Часто мне кажется, что то состояние, которое владеет мной и которое удерживает меня в этой еврейской квартире, больше не следует называть разочарованностью, как будто оно в большей степени является мудростью, которая научилась уживаться с окружающей его отчужденностью. Ведь даже Нухем и Мари мне чужие, они, на кого я возлагал свою последнюю надежду, надежду, что они окажутся моим последним творением, — невыполнимая сладкая надежда, что я как будто взял в руки их судьбу, дабы определить ее. Нухем и Мари, они не являются моими творениями и никогда ими не были. Обманчивая надежда получить право формировать мир!
Есть ли у мира собственное существование? Нет. Имеют ли Нухем и Мари собственное существование? Конечно, нет, поскольку ни одно существо не ведет собственную жизнь. Но инстанции, определяющие судьбы, лежат далеко за пределами сферы моих полномочий и мысли. Сам я могу исполнять лишь только свой собственный закон, заниматься своим собственным, мне предписанным делом, я не в состоянии вырваться за его пределы, и пусть даже моя любовь к таким творениям, как Нухем и Мари, не растает, пусть я даже не могу уступить в борьбе за их души и судьбы, все же остаются инстанции, от которых они зависят, недостижимые для меня, они остаются скрытыми от меня, скрытыми, как и белобородый дед, которого я иногда в полном здравии встречаю в прихожей, но который свой собственный облик принимает лишь в навечно закрытой для меня комнатушке и который общается со мной лишь через своего делегата Литвака, они так скрыты от меня, как и белобородый генерал Бут, портрет которого висит в приемной приюта. И если я себе все правильно представляю, то это никакая не борьба, ни против деда, ни против генерала Армии спасения, скорее я стараюсь угодить им обоим, для них же и мои усилия относительно Нухема и Мари, да, иногда мне даже кажется, что для меня дело исключительно в том, чтобы своими действиями добиться любви тех стариков, которые меня благословляют, и я не умру в одиночестве, поскольку реальность — это прерогатива тех, кто дал Закон.

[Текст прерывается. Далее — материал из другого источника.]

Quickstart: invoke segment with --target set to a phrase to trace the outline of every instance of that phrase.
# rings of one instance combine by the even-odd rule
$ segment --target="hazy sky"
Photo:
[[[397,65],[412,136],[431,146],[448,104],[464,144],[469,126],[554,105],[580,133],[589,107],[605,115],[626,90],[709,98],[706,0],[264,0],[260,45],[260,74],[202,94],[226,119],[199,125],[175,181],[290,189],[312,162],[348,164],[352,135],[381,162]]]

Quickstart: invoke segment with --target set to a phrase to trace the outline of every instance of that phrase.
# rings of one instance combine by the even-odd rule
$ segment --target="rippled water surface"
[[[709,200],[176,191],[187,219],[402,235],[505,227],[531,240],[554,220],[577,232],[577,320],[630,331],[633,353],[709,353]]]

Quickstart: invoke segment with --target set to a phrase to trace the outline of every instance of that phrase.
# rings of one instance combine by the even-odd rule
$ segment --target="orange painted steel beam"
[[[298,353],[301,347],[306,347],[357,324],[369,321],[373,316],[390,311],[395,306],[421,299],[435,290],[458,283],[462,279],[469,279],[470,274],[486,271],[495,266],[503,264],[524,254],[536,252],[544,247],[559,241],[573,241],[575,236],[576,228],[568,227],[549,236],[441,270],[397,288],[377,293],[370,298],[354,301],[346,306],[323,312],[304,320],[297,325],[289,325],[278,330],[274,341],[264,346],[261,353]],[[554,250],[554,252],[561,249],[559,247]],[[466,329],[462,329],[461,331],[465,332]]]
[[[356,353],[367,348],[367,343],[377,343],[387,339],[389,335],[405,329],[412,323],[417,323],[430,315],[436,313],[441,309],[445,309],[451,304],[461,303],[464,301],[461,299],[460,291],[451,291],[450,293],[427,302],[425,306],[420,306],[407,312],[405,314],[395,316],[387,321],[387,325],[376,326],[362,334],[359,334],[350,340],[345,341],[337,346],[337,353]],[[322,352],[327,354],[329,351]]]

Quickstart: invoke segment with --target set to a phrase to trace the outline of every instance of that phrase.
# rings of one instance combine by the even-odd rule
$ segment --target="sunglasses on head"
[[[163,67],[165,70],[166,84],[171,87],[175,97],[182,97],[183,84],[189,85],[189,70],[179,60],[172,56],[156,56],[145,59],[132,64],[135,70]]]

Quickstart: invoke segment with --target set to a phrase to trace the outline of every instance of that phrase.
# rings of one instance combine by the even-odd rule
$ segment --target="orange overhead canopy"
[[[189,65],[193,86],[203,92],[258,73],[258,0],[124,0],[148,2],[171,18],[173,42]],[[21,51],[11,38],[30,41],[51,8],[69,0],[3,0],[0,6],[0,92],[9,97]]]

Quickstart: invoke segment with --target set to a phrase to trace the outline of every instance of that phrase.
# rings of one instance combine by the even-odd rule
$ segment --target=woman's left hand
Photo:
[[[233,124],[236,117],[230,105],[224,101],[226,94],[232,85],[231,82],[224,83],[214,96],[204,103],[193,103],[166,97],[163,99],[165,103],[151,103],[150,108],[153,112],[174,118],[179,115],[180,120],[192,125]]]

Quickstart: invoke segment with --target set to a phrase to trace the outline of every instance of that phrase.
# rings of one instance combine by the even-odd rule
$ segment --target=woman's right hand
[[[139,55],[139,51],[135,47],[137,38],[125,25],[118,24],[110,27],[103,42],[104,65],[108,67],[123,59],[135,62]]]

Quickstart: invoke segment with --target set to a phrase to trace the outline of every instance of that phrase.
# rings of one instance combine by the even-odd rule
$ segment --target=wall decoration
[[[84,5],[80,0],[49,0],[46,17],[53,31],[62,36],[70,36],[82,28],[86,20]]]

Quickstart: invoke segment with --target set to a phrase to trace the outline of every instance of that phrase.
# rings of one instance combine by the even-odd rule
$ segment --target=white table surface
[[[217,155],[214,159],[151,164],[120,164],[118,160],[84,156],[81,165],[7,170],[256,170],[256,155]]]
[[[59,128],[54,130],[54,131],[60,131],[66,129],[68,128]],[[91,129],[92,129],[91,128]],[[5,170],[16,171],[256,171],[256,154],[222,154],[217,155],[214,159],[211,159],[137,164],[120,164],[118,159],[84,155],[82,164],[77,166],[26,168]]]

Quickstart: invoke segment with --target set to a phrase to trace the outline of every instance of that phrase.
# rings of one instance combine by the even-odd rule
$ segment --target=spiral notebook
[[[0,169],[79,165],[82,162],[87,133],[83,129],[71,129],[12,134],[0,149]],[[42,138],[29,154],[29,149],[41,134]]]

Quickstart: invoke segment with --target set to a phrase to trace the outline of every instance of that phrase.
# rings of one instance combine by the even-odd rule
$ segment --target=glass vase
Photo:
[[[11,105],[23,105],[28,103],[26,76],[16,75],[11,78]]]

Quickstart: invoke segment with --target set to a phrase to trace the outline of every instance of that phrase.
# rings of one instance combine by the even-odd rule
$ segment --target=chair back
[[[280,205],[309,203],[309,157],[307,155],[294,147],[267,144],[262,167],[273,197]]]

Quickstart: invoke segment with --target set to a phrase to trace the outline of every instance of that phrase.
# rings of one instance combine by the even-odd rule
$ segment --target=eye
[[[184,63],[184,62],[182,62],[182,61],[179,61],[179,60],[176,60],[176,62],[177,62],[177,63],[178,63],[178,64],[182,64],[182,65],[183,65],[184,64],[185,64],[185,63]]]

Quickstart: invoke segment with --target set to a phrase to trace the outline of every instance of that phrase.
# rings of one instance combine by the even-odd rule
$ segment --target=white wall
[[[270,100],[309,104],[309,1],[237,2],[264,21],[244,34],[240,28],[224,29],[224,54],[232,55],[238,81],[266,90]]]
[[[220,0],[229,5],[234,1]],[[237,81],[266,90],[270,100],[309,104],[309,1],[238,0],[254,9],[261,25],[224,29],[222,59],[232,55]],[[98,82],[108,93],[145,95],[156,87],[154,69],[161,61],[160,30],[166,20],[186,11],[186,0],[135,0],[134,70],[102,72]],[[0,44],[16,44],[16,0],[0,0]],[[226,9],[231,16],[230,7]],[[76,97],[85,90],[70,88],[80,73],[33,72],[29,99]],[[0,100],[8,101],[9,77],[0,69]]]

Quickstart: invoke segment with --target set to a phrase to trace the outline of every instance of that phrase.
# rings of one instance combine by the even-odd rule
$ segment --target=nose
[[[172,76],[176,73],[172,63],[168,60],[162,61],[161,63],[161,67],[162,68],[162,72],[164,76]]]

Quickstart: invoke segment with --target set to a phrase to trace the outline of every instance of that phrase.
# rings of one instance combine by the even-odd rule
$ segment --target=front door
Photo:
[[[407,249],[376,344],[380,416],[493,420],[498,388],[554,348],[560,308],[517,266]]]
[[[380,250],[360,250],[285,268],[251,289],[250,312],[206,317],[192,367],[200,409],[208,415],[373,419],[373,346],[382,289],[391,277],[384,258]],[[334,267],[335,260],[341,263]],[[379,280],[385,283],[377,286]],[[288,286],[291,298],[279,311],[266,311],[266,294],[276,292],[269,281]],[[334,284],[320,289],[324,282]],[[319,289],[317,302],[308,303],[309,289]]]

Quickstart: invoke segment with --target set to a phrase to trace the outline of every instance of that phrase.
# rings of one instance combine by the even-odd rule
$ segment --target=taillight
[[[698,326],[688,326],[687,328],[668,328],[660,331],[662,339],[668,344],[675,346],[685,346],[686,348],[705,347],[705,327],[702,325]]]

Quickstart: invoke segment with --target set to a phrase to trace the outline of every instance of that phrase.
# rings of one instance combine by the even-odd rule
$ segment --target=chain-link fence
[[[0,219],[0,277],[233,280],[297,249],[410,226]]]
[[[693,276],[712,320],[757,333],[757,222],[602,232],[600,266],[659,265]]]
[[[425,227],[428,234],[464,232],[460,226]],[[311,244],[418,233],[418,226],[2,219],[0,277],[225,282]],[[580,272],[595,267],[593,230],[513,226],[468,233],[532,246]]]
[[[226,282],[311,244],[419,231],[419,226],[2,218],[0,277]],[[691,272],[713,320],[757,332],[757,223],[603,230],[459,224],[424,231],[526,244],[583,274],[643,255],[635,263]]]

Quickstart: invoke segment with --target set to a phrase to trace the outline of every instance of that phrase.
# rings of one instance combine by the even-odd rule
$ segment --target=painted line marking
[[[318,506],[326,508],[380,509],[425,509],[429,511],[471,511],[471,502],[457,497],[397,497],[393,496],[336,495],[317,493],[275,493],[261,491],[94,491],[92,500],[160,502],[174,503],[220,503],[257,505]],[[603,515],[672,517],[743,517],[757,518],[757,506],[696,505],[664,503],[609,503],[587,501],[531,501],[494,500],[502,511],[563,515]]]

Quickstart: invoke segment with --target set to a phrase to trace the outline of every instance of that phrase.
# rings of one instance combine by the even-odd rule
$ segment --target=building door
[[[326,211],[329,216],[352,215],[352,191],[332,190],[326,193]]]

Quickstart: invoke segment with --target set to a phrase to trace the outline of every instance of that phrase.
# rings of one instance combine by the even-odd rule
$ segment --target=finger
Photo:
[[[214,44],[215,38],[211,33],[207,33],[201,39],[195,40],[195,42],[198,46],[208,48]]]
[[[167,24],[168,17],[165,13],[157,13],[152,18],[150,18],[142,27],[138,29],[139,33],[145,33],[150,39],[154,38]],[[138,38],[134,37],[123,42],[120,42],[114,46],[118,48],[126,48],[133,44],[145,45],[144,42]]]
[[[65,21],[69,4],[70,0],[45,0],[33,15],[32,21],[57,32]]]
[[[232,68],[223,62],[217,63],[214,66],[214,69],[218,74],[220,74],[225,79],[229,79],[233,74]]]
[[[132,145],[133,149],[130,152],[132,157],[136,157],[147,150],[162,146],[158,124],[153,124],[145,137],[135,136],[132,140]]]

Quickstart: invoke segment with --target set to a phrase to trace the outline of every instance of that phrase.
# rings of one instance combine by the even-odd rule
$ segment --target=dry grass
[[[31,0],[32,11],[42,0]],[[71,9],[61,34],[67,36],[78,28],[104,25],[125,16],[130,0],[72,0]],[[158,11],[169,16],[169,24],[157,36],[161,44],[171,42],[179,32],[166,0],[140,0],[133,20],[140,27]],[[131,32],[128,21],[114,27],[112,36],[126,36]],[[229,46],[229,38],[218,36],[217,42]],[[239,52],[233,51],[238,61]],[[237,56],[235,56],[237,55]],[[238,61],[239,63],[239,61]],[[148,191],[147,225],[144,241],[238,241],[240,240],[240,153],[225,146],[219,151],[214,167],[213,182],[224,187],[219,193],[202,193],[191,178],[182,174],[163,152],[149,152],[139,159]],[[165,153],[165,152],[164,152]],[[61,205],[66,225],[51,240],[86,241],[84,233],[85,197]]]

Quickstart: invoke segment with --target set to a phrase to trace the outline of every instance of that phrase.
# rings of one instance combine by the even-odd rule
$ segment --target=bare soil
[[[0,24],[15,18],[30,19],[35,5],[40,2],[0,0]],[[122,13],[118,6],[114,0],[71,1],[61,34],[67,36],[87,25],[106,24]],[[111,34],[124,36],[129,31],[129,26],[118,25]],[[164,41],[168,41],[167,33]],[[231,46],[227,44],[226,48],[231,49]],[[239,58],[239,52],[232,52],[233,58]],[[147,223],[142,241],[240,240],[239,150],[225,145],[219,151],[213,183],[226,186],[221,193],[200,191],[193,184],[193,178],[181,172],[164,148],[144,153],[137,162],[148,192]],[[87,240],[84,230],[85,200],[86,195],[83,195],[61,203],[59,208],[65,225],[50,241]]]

Это ли разочарование? Это ли отход от всего эстетического? Где был я когда-то? Жизнь моя за мной покрывается мраком, и я не знаю, жил ли я или мне просто все рассказали — так глубоко погрузилось все это в далекие моря. Несут ли меня корабли туда, к берегам Дальнего Востока и Дикого Запада? Был ли я сборщиком хлопка на плантациях Америки, был ли я белым охотником на слонов в индийских джунглях? Все может быть, ничто не есть невозможным, даже замок в парке не является невозможным, высоты и впадины — все возможно, поскольку в этой динамике не осталось ничего, что не существовало бы по воле ее самой, то ли в работе, то ли в покое и ясности: ничего не осталось, выброшено мое "Я", выброшено в ничто, неизбывна тоска, недостижима обетованная земля, невидима большая, никогда недостижимая ясность, и общество, которое мы ищем, является обществом без силы, зато наполненное злой волей. Напрасная надежда, часто безосновательное высокомерие, мир остается враждебным, чуть меньше чем враждебным, чужим, поверхность которого я могу хорошо прощупать, но вторгнуться в который мне не удастся никогда, чужой мир, в который я никогда не вторгнусь, чужой в постоянно усиливающейся отчужденности, слепой в постоянно углубляющейся слепоте, уходящий и распадающийся в воспоминании о ночах родины, и в итоге не более чем распавшееся дуновение того, что было. Я прошел многими дорогами в поисках той единственной, в которую вливаются все другие, между тем они все больше разбегались в разные стороны, и даже Бог был определен не мной, а отцами.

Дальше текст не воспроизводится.